Indeed, the most awful biting jealousy surged up through Star as she stood there. She was totally ignored by all. She had even been denied her usual enthusiastic early-morning welcome from her babies. And she was now an unwilling audience to the birth of what appeared to be a mutual admiration society for three.
‘They’re both yawning,’ Luc commented a whole twenty-five minutes later, his disappointment audible.
‘You’ve overtired them,’ Star heard herself snipe, although she was well aware that after their disturbed night the day before both children would have a much greater need for a long morning nap.
Star settled the twins back into their cots, but not before quite a few hugs and kisses had been exchanged.
‘I didn’t expect such young children to accept me so easily,’ Luc finally drawled, finding himself as ignored as Star had felt ten minutes earlier.
Star turned her head, shining copper hair framing the tight expression on her triangular face. ‘They’re very fond of Rory, and because of him they like and trust all men,’ she said dismissively.
Luc gazed steadily back at her, stunning dark eyes unreadable as an overcast night sky, but his magnificent bone structure was taut beneath his smooth golden skin.
‘So can I expect to see a lot of you in England after the end of the summer?’ Star asked brittly. ‘You know, I’m homesick already.’
‘We’ll discuss that downstairs,’ Luc informed her, and strode out.
I just bet we will, Star thought, resenting the way Luc automatically assumed charge and closing out the little voice that warned that she was being mean and nasty. After all, just at that minute she felt like being horribly mean and nasty. It felt better than dwelling on the physical ache of painful yearning which Luc could rouse in her just by being in the same room. She could even justify nastiness as a necessary defense mechanism against a male who had hurt her as much as Luc had hurt her during the early hours of the morning…
First wanting her, then rejecting her, but not before he had picked out every one of her failings and held them up to her, so that she could know what an awful person she was. That seemed to be a pattern with Luc too. It was as if every time he felt he might be getting too close to her he just instantly switched off again and dragged up every reason under the sun to keep his distance.

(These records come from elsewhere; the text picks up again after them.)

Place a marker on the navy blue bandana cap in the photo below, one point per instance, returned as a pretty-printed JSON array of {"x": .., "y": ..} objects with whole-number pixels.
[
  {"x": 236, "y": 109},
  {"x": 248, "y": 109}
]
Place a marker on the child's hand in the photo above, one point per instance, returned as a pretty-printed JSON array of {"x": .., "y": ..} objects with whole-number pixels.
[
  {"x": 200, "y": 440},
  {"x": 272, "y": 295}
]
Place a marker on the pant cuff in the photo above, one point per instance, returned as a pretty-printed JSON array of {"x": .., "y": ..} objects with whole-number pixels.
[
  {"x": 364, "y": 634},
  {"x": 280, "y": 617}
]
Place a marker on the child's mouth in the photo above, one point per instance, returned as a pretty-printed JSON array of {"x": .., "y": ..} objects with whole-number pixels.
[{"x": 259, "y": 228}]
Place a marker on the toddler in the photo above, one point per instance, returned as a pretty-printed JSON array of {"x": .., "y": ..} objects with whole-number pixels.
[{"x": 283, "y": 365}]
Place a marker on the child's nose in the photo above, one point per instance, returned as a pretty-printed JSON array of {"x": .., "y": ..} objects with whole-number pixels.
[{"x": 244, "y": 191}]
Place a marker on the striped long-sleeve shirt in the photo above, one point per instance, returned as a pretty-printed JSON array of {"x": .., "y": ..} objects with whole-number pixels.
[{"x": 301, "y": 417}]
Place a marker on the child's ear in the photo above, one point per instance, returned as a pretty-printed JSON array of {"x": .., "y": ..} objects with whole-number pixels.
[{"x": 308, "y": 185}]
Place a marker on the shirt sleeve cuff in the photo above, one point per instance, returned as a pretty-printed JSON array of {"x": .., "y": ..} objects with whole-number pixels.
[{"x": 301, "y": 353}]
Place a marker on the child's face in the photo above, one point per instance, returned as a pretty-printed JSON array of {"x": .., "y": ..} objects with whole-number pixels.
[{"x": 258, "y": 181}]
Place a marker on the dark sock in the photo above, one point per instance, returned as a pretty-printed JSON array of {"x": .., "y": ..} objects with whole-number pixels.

And what she had said about Rory was true…up to a point, she reasoned. Rory was fond of the twins, but he really saw them as an extension of Star, while Luc had instinctively responded to their son and daughter as individuals and had awarded them and not Star his full attention. Was that a sin or a virtue? she asked herself bitterly.
Coffee had been laid out in the main salon when Star finally came downstairs again. While he’d entertained Venus and Mars, Luc had appeared more relaxed than she had ever seen him. Now she absorbed his cool and distant expression and veiled eyes. In a split second her nervous tension mushroomed. So Luc had accepted the existence of his children and had spent some time with them, but that certainly didn’t mean he was pleased that the wife he was planning to divorce had made him a father.